Myron, a sculptor in the 5th Century BC, is one of the most famous artists of Ancient Greece. He was born in Eleutherae, in Boeotia, between 500 and 490 BC. He lived and worked in Athens, but was commissioned to complete important works for other Greek cities as well. Myron was active between 470 and 440 BC, an era historians identify as the transition period between Archaic Greece and Classical Greece. He contributed to overcoming the traditional style of archaic art, characterized by geometric shapes and rigid poses, and was one of the first to represent the human body in movement.

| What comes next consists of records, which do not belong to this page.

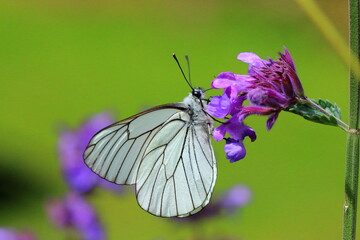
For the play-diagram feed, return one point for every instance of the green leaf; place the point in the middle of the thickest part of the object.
(311, 113)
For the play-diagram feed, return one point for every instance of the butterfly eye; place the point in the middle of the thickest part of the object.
(197, 93)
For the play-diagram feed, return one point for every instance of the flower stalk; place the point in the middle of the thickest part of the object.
(352, 140)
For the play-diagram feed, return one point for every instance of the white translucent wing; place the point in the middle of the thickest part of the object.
(115, 152)
(177, 174)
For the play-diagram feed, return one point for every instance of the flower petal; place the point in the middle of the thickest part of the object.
(236, 197)
(234, 150)
(271, 120)
(249, 57)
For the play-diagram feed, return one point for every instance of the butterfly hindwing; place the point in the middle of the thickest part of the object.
(178, 171)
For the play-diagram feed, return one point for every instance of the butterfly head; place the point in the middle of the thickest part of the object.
(198, 93)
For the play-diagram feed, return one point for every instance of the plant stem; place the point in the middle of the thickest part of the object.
(352, 140)
(341, 124)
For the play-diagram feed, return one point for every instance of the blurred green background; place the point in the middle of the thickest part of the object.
(62, 61)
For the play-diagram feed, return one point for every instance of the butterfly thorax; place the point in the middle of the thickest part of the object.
(197, 107)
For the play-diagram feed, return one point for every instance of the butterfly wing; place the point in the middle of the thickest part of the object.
(177, 174)
(115, 152)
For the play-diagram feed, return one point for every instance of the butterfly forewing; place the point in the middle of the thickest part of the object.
(177, 173)
(165, 151)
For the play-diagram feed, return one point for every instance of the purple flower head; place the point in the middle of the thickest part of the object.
(270, 87)
(74, 212)
(71, 146)
(10, 234)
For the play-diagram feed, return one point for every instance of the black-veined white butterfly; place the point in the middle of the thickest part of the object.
(165, 151)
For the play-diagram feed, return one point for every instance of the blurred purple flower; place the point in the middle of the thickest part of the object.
(74, 212)
(235, 198)
(270, 87)
(71, 147)
(10, 234)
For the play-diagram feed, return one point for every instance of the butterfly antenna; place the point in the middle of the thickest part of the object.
(177, 61)
(188, 63)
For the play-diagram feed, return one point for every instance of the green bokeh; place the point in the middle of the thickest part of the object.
(62, 61)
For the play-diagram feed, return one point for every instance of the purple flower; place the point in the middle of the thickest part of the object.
(235, 198)
(71, 146)
(10, 234)
(270, 87)
(74, 212)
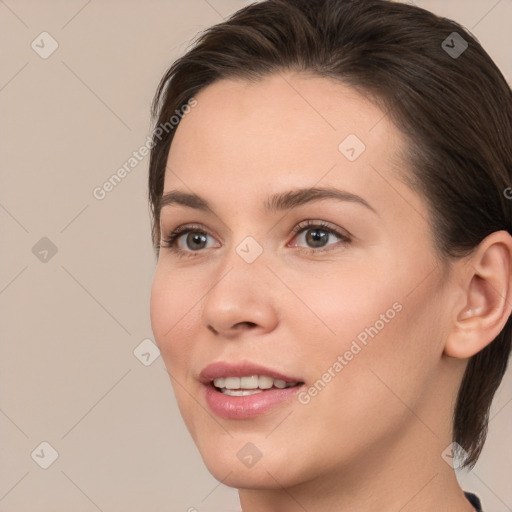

According to ancient literary sources, Myron produced a great number of works: statues of heroes, divinities, animals, and most of all athletes. Almost all his statues were made of bronze, and only a few ancient marble copies have survived.
Myron’s most famous work is the Discobolus. The statue represents a young athlete about to throw a discus. Myron chose to portray him just before the throw, when the athlete’s body was tense and charged. The pose is complex yet perfectly balanced. The weight of the body is on the slightly bent right leg, with the left leg trailing behind it. The torso is bowed forwards and twisted to one side, causing the muscles to flex, a view Myron represents with perfect anatomical precision. The right arm, tense and ready for the throw, forms an arc with the left, perpendicular to the ground. The athlete’s face expresses not effort, but pure concentration. Complexity of pose is also a feature of the Anadumenus, an athlete winding a band around his head. The original was lost, but was reconstructed from fragments of a marble copy. Highly effective representation of movement is also a feature of Athena and Marsyas, artwork inspired by a mythological theme. The Goddess Athena, who liked to play the flute, discovered that playing the instrument deformed her face. When she threw the flute away in anger, the satyr Marsyas rushed to pick it up. The sculpture portrays the goddess turning around and taking Marsyas by surprise, causing him to freeze in place. The satyr is represented off balance, willingly in contrast to the controlled attitude of the goddess. What is striking about the scene is the sculptor’s ability to “seize the moment,” capturing a rapid and instantaneous movement.
Ancient sources praise Myron for his representation of movement and for the realism of his sculptures. Many ancient writers emphasized the extraordinary lifelikeness of a bronze statue Myron made of a cow that was placed on the Athens Acropolis. Myron is believed to have died shortly after 440 BC. His art marked the end of the Archaic age, opening the way for the extraordinary era of Classical art.